U.N. inspectors to be allowed in after Pyongyang gets $25 million frozen in Macau bank

April 12, 2007|By New York Times News Service.

SEOUL, South Korea -- North Korea said it would begin shutting down its main nuclear reactor within a day of retrieving about $25 million that had been frozen in a Macau bank because of U.S. sanctions, Gov. Bill Richardson of New Mexico said yesterday.

North Korea also offered to admit United Nations nuclear inspectors for the first time in more than four years, said Richardson, after an official visit to North Korea and a meeting with senior officials there.

Fulfilling those offers would resolve North Korea's long dispute with the U.S. Treasury. The disagreement has stalled multinational efforts to restart talks on ending North Korea's nuclear weapons program.

In Macau, financial authorities said yesterday that the holders of accounts at the bank, Banco Delta Asia, containing $25 million in deposits tied to North Korea were free to withdraw or transfer the money.

"The North Koreans made it clear that they felt that the Treasury Department had fulfilled its obligations," Richardson said yesterday at a news conference in Seoul. "I'm optimistic about North Korea's willingness to return to the six-party talks and shut down the Yongbyon reactor."

Inspectors from the International Atomic Energy Agency, the U.N. nuclear watchdog, could be invited back to North Korea this weekend, Richardson said.

The last step the North Koreans were awaiting was an official notification from the Macau bank that the money was available, he said. That notification could be issued by this morning.

Richardson, a Democrat running for his party's presidential nomination, led a delegation to North Korea that included Victor D. Cha, President Bush's main policy adviser on North Korea, and Anthony J. Principi, a former secretary of veterans affairs.

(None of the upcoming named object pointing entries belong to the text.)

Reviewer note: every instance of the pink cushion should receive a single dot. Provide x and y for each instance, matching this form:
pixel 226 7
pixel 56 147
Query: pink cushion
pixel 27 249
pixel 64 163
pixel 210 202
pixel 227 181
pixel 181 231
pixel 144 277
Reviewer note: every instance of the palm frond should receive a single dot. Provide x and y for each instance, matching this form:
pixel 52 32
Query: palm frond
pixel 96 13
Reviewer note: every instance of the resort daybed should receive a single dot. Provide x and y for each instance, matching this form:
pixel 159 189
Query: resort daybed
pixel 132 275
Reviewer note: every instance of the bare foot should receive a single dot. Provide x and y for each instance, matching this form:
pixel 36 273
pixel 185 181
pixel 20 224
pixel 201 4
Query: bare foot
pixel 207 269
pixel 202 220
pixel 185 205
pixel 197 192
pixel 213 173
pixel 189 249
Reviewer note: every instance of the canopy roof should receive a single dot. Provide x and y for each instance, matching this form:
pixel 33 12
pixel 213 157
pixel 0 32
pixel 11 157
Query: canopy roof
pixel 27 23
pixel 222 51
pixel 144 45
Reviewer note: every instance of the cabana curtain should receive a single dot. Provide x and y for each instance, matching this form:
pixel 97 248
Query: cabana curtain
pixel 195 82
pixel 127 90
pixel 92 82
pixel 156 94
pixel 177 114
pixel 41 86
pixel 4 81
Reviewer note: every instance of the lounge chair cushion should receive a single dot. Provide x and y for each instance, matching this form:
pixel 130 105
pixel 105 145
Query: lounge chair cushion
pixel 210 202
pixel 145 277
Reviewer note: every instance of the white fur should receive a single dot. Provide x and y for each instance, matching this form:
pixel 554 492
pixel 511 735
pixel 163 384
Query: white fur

The delegation's official mission was to recover remains of American troops killed in the Korean War.

Earlier yesterday, the group crossed the border into South Korea, completing a four-day trip to the North, and bringing back what U.S. officials believe are the remains of six American soldiers.

While in North Korea, delegation members met with the country's main nuclear negotiator, Kim Kye Gwan, and other senior leaders, and pressed North Korean officials to restart the nuclear disarmament process.